Everything in the indented section, except for the outline numbers, is a direct quote from Ilion's post. I am trying to sort out axioms (A) from logically proven propositions based on those axioms (P). When statements are basically repetitions of other statements, they may be given the same outline number, or deleted.
A1) When an entity reasons, it chooses to move from one thought or concept to another based on (its understanding of) the content of the concepts and of the logical relationship between them.
A2) GIVEN the reality of the natural/physical/material world, IF atheism were indeed the truth about the nature of reality, THEN everything which exists and/or transpires must be wholly reducible, without remainder, to purely physical/material states and causes.
A3) This "everything" (which exists and must be wholly
P1) IF atheism were indeed the truth about the nature of reality, THEN this movement from (what we call) thought to though (which activity or change-of-mental-state we call 'reasoning') *has* to be caused by, and must be wholly explicable in terms of, state-changes of matter. That is, it is not the content of, and logical relationship between, two thoughts which prompts a reasoning entity to move from the one thought to the other, but rather it is some change-of-state of some matter which determines that an entity "thinks" any particular "thought" when it does.
P2) ... there exist entities and events in the world which are not wholly reducible, without remainder, to purely physical/material states and causes,
P3) ... the denial that 'God is' is a false proposition.
Well, this is somewhat incomplete, but the completion seems straightforward. Let's put this in a prepositional calculus form. First, I'll lay out the bare argument.
Z = "atheism is true"
C(x) = "x changes based on the content of concepts and logical relationships"
R(x) = "x reasons"
F(x) = "x exists or changes solely on the basis of material causes"
T(x) = "x is a mind"
E(x) = "x exists"
Then, I'll rewrite Ilion's statements above.
A1) R(x) ⇒ C(x)
A2) Z ⇒ ∀x(E(x)⇒F(x))
A3) T(x) ⇒ E(x)
P1) Z ⇒ ∀x(R(x)⇒F(x))
Let's add a couple of axioms needed to fill this out, which I suspect were meant to be implied.
B1) ∃x(T(x) & R(x))
B2) C(x) ⇒ ~F(x)
The (shortened) proof is in the table below. Note that this proof does not work without B1 and B2.

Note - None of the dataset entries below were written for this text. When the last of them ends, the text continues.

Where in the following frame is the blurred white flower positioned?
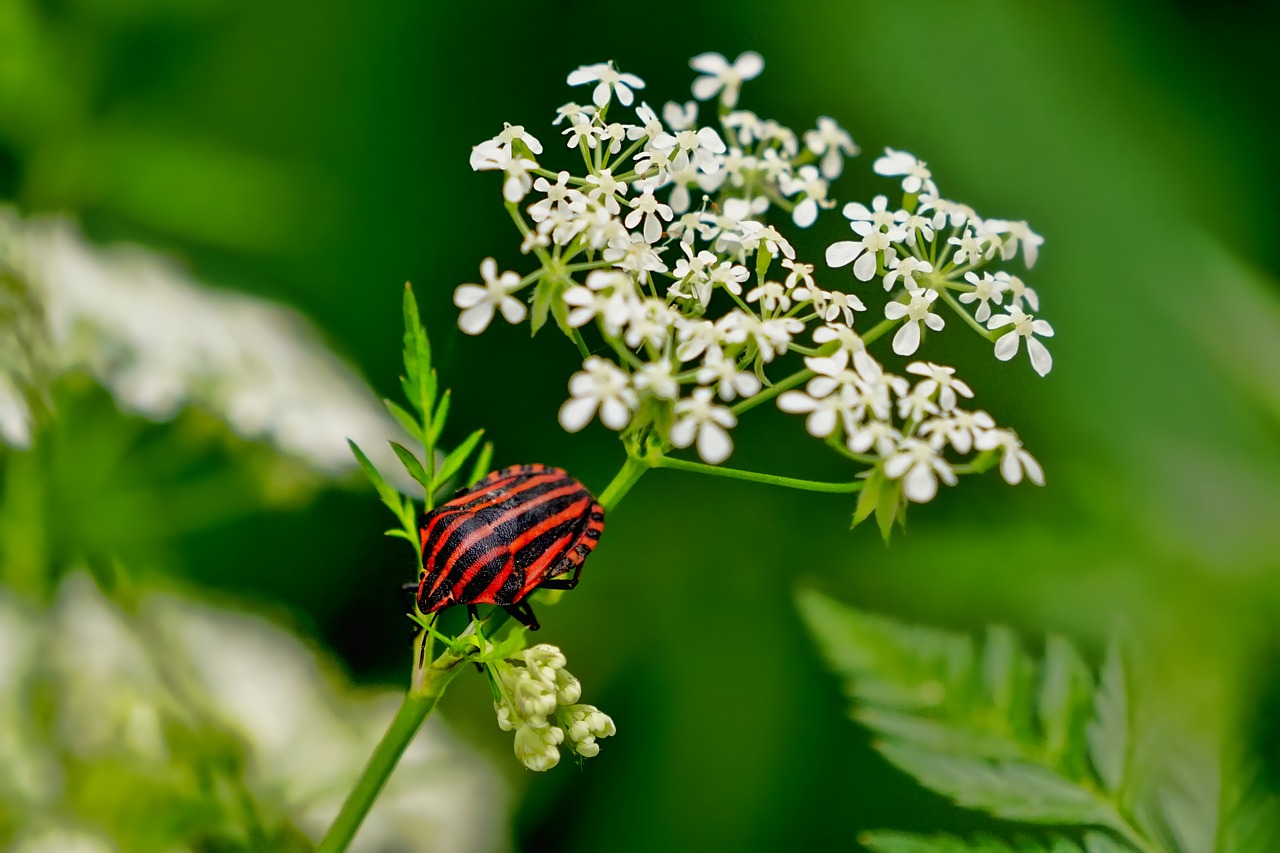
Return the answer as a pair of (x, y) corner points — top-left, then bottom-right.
(0, 214), (410, 488)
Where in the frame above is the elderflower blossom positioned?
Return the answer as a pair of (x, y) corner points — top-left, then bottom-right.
(456, 53), (1052, 504)
(488, 643), (617, 772)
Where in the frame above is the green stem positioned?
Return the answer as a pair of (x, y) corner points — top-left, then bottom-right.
(653, 456), (864, 494)
(316, 652), (463, 853)
(600, 456), (649, 512)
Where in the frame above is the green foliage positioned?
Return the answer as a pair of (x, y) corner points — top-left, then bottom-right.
(347, 284), (493, 569)
(799, 590), (1280, 853)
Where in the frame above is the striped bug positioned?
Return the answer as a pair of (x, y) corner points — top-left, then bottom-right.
(417, 465), (604, 630)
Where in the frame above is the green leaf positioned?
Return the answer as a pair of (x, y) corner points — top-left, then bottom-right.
(431, 429), (484, 492)
(383, 400), (422, 443)
(797, 590), (1137, 835)
(347, 438), (402, 517)
(849, 467), (884, 528)
(402, 283), (436, 419)
(876, 479), (906, 542)
(387, 442), (431, 491)
(1088, 643), (1129, 793)
(858, 830), (1080, 853)
(466, 442), (493, 485)
(424, 388), (453, 450)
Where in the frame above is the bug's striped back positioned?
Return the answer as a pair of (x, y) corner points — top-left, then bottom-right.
(419, 465), (604, 612)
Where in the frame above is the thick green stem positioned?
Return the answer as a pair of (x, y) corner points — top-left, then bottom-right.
(316, 652), (463, 853)
(600, 456), (649, 512)
(653, 456), (864, 494)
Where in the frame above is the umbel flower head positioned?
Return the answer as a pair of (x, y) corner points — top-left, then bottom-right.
(454, 53), (1053, 504)
(488, 643), (617, 772)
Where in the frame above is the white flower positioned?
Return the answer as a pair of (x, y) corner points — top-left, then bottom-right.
(671, 388), (737, 465)
(556, 704), (617, 758)
(662, 101), (698, 132)
(453, 257), (526, 334)
(696, 348), (760, 402)
(689, 50), (764, 109)
(884, 438), (956, 503)
(559, 356), (637, 433)
(515, 725), (564, 772)
(906, 361), (973, 411)
(635, 359), (680, 400)
(987, 219), (1044, 269)
(804, 115), (858, 181)
(780, 165), (836, 228)
(884, 255), (933, 291)
(960, 273), (1005, 323)
(827, 222), (906, 282)
(974, 429), (1044, 485)
(916, 409), (996, 453)
(884, 291), (946, 356)
(872, 149), (938, 196)
(568, 63), (644, 106)
(652, 127), (726, 174)
(623, 190), (675, 243)
(987, 307), (1053, 377)
(586, 169), (629, 212)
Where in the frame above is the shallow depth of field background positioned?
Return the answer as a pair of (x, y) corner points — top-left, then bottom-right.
(0, 0), (1280, 850)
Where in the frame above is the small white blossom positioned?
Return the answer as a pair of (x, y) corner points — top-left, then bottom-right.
(671, 388), (737, 465)
(780, 165), (836, 228)
(827, 222), (906, 282)
(987, 307), (1053, 377)
(804, 115), (858, 181)
(635, 359), (680, 400)
(884, 285), (946, 356)
(568, 63), (644, 106)
(623, 190), (675, 243)
(689, 50), (764, 109)
(906, 361), (973, 411)
(559, 356), (637, 433)
(884, 438), (956, 503)
(872, 149), (938, 196)
(960, 272), (1005, 323)
(696, 348), (760, 402)
(453, 257), (526, 334)
(974, 429), (1044, 485)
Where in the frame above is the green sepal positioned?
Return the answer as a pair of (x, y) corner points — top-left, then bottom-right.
(466, 442), (493, 485)
(387, 442), (430, 489)
(424, 388), (453, 450)
(383, 400), (422, 442)
(876, 479), (906, 542)
(431, 429), (484, 492)
(849, 467), (884, 529)
(403, 283), (435, 419)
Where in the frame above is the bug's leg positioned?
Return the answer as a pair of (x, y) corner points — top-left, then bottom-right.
(502, 601), (541, 631)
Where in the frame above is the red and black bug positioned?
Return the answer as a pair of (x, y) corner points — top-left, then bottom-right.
(417, 465), (604, 630)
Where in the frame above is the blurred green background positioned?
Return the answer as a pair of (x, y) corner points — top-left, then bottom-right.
(0, 0), (1280, 850)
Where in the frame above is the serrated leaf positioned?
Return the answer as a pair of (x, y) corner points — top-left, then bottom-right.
(433, 429), (484, 491)
(383, 400), (422, 443)
(529, 278), (558, 337)
(347, 438), (402, 517)
(425, 388), (453, 450)
(1087, 643), (1129, 794)
(387, 442), (430, 489)
(849, 467), (884, 528)
(466, 442), (493, 485)
(1037, 637), (1092, 765)
(858, 830), (1080, 853)
(876, 479), (904, 542)
(877, 743), (1114, 826)
(1084, 833), (1133, 853)
(402, 284), (435, 419)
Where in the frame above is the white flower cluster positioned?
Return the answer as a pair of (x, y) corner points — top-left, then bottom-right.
(490, 643), (616, 771)
(454, 53), (1053, 501)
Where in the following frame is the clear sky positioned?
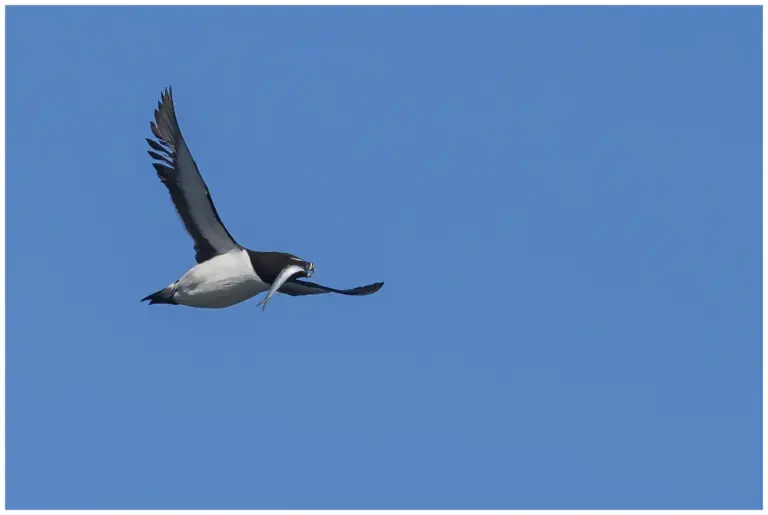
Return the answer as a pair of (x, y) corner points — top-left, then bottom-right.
(6, 7), (762, 508)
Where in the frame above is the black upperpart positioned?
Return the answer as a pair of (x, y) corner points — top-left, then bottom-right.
(245, 249), (309, 284)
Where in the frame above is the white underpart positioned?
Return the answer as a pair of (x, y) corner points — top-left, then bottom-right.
(259, 265), (304, 307)
(173, 248), (269, 308)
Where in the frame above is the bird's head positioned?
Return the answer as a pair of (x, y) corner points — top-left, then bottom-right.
(293, 257), (315, 278)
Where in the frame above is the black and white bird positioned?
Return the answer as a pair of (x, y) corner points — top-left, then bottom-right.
(141, 88), (384, 309)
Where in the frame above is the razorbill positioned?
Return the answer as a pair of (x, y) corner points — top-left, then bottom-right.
(141, 87), (384, 309)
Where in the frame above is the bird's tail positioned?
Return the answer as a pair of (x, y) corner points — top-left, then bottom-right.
(141, 283), (176, 304)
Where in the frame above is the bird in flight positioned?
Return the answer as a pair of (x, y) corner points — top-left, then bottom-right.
(141, 88), (384, 310)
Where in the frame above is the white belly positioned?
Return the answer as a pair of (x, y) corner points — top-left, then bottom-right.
(173, 249), (269, 308)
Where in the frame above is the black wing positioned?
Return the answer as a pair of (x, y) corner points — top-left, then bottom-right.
(147, 88), (239, 263)
(278, 279), (384, 297)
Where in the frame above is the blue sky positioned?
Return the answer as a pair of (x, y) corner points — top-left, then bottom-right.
(6, 7), (762, 508)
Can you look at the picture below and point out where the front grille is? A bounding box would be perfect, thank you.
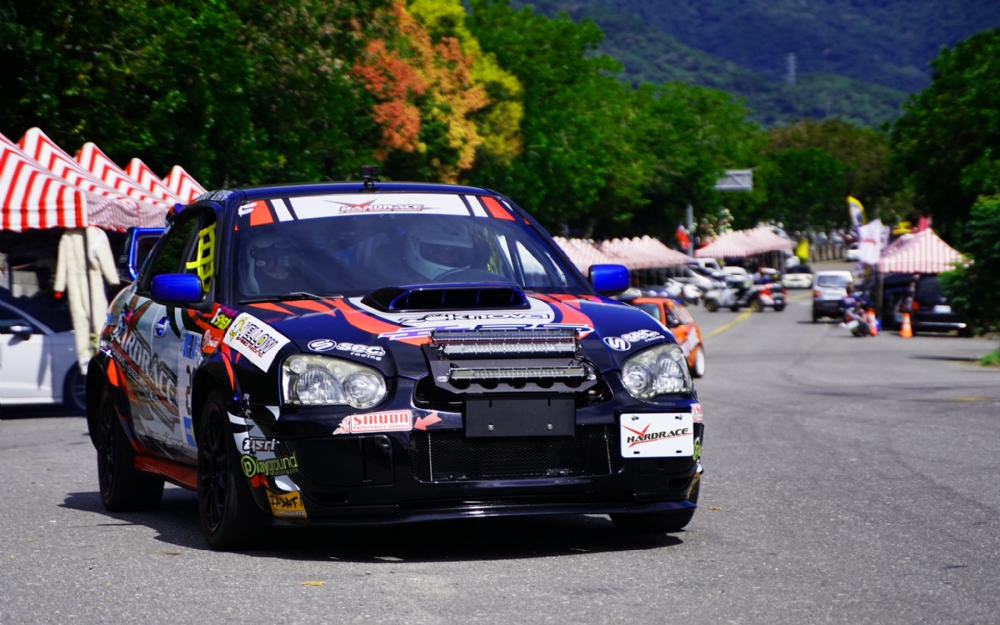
[410,425,623,482]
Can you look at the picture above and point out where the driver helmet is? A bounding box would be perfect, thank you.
[249,232,298,280]
[403,219,474,280]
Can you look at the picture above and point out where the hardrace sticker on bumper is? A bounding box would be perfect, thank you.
[333,410,413,434]
[222,313,289,371]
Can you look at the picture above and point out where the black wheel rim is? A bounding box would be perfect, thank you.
[198,406,228,532]
[97,398,118,499]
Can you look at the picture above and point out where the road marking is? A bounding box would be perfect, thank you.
[705,310,753,339]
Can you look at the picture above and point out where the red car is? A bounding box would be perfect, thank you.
[626,297,706,378]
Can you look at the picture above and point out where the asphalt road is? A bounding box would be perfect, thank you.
[0,292,1000,625]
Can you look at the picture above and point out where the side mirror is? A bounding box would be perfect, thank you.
[0,319,35,341]
[149,273,202,306]
[589,265,629,295]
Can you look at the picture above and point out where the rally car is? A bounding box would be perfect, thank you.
[87,172,703,549]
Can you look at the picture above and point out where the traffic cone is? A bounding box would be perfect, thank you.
[899,313,913,339]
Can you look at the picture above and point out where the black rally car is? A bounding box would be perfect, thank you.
[87,173,703,549]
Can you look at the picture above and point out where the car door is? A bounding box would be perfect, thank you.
[0,302,64,403]
[119,209,214,459]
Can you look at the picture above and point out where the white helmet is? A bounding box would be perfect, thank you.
[403,217,473,280]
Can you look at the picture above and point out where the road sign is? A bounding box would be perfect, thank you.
[715,169,753,191]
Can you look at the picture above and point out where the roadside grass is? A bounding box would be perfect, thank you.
[979,349,1000,367]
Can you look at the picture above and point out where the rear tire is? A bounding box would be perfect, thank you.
[97,386,163,512]
[198,391,266,551]
[691,347,707,378]
[611,480,701,534]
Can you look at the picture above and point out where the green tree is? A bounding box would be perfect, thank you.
[941,194,1000,330]
[892,29,1000,241]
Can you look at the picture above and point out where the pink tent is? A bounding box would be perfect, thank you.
[601,236,688,269]
[878,228,964,273]
[0,135,120,232]
[76,141,173,214]
[694,227,795,258]
[18,128,165,230]
[553,237,621,273]
[125,158,183,206]
[164,165,206,204]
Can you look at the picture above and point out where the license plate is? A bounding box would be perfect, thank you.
[620,412,694,458]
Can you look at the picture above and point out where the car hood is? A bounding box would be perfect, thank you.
[238,293,676,378]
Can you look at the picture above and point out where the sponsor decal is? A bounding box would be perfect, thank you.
[208,306,239,330]
[330,199,425,214]
[308,339,385,360]
[378,323,594,341]
[333,410,413,434]
[621,413,695,458]
[222,313,289,371]
[267,491,306,519]
[240,453,299,478]
[604,336,632,352]
[201,330,220,354]
[622,330,663,343]
[243,436,278,452]
[622,423,691,447]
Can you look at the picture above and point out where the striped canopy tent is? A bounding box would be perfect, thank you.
[18,128,165,230]
[694,227,795,258]
[76,141,173,216]
[0,135,115,232]
[878,228,964,274]
[163,165,205,204]
[553,237,621,273]
[601,236,688,270]
[125,158,183,206]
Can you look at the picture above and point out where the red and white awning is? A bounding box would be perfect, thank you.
[163,165,206,204]
[601,236,688,269]
[18,128,166,230]
[694,227,795,258]
[76,141,173,214]
[878,228,964,273]
[553,237,621,273]
[0,135,118,232]
[125,158,183,206]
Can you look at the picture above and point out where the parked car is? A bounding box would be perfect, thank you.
[781,265,812,289]
[812,271,854,323]
[87,173,703,549]
[0,289,86,414]
[622,297,707,378]
[898,275,972,336]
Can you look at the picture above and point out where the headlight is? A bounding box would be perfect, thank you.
[281,354,386,408]
[622,343,692,399]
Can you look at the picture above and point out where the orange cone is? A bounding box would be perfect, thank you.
[899,313,913,339]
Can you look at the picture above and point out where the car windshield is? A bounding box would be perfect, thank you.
[816,275,854,289]
[234,193,590,300]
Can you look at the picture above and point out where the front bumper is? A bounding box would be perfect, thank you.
[241,380,704,525]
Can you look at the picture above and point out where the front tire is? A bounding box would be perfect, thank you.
[610,480,701,534]
[691,347,707,378]
[97,386,163,512]
[198,391,266,551]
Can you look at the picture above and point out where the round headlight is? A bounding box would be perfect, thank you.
[622,363,653,397]
[344,371,385,408]
[295,369,344,404]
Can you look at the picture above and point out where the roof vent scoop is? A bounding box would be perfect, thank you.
[361,284,530,312]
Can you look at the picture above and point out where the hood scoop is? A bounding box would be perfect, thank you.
[361,284,530,312]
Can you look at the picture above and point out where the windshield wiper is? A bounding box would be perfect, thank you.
[239,291,344,304]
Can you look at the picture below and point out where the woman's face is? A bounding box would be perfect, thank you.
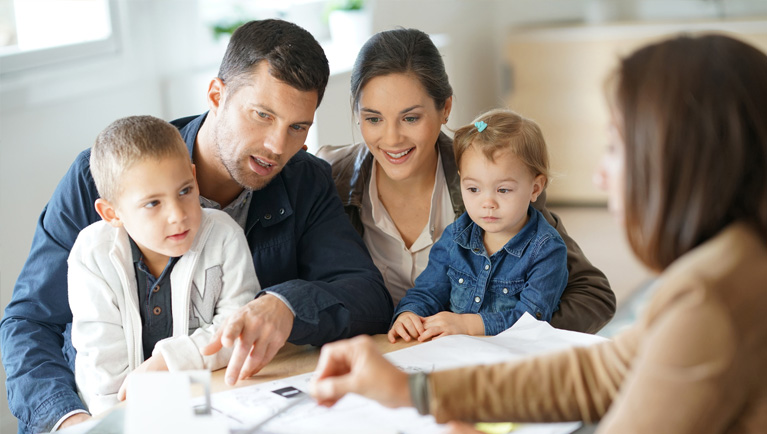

|1||Z||Assumed for contradiction|
|3||T(c) & R(c)||B1|
|6||F(c)||1, B1, A2, A3|
|9||~F(c)||B1, A1, B2|
|10||F(c) & ~F(c)||1, A1, A2, A3, B1, B2|
|11||~Z||A1, A2, A3, B1, B2|
This proof is valid. The soundness of this proof is questionable on more than one front (Elizabeth Liddle questioned a different axiom); I want to look at B2. If a change is based in part on concepts and/or logical relationships (CLR, for short), does that imply it is not based solely on material causes? I disagree. I would say that changes based on CLR are actually based solely on material causes.
My position is that CLR are patterned-yet-material reactions in the brain to material stimuli. We react with the same pattern of brain reactions to similar stimuli, and name these reactions the process of reasoning. Different people will likely store different physical patterns, but they will create the same behavior when reasoning.
So, as opposed to C(x) ⇒ ~F(x), I would say C(x) ⇒ F(x), rendering the proof unworkable. Naturally, should Ilion offer alternative versions of B1/B2, I'll take another look.